Text-to-SQL: A Privacy Nightmare? How to Architect Secure, Enterprise-Grade Text-to-SQL

The conversation is starting to shift. More and more, the biggest objection we hear from investors and CISOs isn't accuracy anymore, it’s liability!

The narrative goes like this: “Connecting an LLM to our enterprise database is a privacy nightmare. We can’t have a stochastic model reading our PII, hallucinating data leaks, or ignoring our access controls.”

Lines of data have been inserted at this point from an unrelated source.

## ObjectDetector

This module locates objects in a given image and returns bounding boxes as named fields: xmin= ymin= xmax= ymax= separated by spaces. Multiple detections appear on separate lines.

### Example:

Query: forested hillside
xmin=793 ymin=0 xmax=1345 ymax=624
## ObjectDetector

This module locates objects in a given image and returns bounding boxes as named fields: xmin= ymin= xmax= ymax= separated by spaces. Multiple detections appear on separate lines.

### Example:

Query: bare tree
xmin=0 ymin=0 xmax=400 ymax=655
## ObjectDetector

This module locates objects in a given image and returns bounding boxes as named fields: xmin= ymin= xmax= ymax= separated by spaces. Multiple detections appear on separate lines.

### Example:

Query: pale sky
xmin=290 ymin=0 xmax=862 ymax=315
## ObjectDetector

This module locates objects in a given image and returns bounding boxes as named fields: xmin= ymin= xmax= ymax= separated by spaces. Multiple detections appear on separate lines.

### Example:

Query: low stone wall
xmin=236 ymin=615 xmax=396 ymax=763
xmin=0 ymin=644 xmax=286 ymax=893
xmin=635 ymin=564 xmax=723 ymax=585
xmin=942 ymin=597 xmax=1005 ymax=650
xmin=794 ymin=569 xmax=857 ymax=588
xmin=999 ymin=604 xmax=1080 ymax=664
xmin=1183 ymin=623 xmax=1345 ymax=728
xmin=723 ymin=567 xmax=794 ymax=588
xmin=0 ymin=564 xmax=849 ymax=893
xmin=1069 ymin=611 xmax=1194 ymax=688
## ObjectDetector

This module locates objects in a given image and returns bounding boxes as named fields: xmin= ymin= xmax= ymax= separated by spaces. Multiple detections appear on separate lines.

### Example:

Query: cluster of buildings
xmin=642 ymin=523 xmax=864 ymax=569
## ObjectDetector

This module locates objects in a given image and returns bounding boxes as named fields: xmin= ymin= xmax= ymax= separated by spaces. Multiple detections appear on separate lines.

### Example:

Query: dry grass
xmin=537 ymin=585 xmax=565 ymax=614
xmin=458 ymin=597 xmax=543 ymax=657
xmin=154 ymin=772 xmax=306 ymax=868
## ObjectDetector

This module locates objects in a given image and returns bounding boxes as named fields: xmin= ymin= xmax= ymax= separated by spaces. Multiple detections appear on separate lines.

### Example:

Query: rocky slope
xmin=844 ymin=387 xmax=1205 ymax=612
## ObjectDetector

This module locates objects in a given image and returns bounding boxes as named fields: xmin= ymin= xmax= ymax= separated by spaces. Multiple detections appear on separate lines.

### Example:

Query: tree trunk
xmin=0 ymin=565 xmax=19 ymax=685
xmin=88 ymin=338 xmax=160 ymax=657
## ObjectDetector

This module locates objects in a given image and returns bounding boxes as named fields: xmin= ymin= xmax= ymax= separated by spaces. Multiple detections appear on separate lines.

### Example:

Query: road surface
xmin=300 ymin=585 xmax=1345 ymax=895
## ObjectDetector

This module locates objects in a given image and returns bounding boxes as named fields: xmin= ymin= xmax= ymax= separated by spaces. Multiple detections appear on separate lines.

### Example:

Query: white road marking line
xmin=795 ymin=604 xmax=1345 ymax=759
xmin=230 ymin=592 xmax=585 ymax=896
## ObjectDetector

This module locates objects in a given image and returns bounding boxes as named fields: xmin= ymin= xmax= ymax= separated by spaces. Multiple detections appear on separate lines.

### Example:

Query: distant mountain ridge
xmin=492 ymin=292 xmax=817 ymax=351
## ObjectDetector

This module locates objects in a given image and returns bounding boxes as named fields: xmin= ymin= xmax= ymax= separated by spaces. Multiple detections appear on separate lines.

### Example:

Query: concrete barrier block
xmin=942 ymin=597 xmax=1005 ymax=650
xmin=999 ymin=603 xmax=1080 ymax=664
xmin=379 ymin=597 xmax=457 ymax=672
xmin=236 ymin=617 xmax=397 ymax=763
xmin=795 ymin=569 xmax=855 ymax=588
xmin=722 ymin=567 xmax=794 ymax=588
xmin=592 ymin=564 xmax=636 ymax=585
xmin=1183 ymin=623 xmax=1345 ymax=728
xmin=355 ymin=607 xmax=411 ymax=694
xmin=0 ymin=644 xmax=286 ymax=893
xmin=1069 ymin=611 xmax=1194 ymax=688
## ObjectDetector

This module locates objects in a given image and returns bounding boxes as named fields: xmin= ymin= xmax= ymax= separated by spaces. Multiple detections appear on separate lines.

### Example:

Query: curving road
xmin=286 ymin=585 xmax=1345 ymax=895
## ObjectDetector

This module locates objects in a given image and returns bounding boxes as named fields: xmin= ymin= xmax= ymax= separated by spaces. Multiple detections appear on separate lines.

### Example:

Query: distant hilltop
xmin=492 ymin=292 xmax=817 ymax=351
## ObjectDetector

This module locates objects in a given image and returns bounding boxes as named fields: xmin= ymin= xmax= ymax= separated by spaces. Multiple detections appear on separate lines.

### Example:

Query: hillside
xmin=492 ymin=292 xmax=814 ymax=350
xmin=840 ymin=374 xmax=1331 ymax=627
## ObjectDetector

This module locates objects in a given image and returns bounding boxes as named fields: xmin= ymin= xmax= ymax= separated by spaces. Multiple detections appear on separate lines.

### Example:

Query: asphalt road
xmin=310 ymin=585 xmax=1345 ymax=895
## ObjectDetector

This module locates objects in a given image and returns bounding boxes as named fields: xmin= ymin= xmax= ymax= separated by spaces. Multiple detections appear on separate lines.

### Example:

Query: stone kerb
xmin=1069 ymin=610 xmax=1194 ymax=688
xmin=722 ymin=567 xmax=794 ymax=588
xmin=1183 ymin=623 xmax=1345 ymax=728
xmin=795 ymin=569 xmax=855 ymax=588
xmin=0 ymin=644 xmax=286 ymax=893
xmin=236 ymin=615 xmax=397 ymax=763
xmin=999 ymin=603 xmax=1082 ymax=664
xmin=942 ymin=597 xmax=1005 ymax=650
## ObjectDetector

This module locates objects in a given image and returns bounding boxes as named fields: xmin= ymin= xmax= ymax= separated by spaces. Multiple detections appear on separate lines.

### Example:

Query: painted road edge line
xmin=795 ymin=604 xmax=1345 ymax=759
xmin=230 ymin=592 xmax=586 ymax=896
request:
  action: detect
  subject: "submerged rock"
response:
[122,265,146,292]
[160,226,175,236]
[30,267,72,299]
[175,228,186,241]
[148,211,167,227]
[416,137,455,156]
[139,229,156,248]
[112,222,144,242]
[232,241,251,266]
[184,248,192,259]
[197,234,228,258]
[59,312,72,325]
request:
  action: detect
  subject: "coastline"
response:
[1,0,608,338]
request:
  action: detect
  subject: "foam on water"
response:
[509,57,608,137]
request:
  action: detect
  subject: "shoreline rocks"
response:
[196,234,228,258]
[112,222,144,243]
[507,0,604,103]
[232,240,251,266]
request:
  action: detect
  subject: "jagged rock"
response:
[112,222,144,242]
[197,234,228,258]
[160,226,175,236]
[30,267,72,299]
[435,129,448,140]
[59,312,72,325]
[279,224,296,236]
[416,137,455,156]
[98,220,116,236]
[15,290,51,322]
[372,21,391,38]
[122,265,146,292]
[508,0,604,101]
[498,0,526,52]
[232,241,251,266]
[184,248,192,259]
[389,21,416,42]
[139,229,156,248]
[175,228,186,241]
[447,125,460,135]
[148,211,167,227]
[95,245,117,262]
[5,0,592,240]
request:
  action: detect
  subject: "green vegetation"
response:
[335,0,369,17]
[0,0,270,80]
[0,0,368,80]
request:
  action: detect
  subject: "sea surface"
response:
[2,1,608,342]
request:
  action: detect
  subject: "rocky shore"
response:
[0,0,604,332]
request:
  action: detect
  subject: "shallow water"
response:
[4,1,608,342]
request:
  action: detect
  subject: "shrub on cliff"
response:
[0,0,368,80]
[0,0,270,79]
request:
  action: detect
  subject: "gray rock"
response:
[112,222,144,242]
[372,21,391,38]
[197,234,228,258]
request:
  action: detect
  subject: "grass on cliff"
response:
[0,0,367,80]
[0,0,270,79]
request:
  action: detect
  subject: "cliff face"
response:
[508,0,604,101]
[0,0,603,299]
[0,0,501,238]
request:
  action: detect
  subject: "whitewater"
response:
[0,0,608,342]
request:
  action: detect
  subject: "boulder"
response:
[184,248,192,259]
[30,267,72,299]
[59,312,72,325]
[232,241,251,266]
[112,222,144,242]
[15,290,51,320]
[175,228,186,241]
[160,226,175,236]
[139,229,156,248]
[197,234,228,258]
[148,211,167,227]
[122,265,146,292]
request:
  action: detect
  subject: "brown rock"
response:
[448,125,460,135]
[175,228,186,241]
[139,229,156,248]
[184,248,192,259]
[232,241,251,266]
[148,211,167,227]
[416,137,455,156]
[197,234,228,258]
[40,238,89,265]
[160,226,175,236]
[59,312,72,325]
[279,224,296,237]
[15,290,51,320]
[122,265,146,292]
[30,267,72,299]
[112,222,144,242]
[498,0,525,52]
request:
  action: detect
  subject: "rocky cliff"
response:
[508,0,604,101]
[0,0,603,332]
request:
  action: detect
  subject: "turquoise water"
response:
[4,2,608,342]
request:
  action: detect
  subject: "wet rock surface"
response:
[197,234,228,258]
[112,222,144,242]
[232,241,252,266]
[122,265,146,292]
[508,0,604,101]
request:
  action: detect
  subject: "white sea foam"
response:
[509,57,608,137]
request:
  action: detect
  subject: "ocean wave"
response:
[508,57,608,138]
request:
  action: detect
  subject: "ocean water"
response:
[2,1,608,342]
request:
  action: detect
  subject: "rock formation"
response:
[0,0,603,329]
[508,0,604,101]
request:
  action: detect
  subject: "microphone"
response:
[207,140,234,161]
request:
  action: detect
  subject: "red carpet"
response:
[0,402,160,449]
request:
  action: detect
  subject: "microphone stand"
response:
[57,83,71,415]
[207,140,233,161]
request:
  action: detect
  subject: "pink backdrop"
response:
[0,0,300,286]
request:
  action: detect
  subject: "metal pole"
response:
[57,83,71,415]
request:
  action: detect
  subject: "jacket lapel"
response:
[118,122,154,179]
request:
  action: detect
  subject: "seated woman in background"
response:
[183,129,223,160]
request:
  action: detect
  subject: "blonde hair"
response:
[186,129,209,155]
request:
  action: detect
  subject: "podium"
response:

They are right to be worried about a raw, unbridled LLM connection. But they are wrong about the architecture.

Treating Text-to-SQL as "just a chatbot hooked to a database" is a catastrophic architectural error. In an enterprise setting, the LLM is not a database administrator, it is a translator. And like any untrusted component in a secure stack, it must be wrapped in deterministic guardrails, zero-trust principles, and rigorous state validation.

This essay demystifies how we (and the industry's most robust systems) architect safe "Chat with Your Data" pipelines. It turns out security isn't just a patch; it's actually the key to higher accuracy.

The Architecture of Control

Secure Text-to-SQL relies on a simple premise: The model should never know enough to be dangerous.

We don't just "prompt" the model to be safe. We starve it of the information it doesn't need, and we handcuff it when it tries to act. And we assume prompt injection is possible; That means every user message, and any retrieved documentation, is treated as untrusted input. Prompts can steer behavior, but policies live in deterministic gates and database enforcement, not in “please don’t” instructions.

Here is how that works in production.

1. Dynamic Context & The "Need-to-Know" Schema

In our architecture, we implement Role-Based Schema Pruning. When a user logs in, we identify their role (e.g., Marketing Analyst). Before the LLM ever sees a prompt, a retrieval layer selects only the tables relevant to that specific user’s domain.

  • The Mechanism: We maintain a vector index of table definitions tagged with access roles.
  • The Result: If a Marketing user asks a question, the model effectively "forgets" that the HR_Comp_Table even exists. It cannot query what it cannot see.

This isn’t even just for Security. By scoping the schema to what the user can actually access, you reduce schema noise, cut prompt bloat, and lower the odds of schema-based hallucinations, often increasing SQL accuracy, while reducing costs and latency.

2. Column-Level Omission (The Invisible Wall)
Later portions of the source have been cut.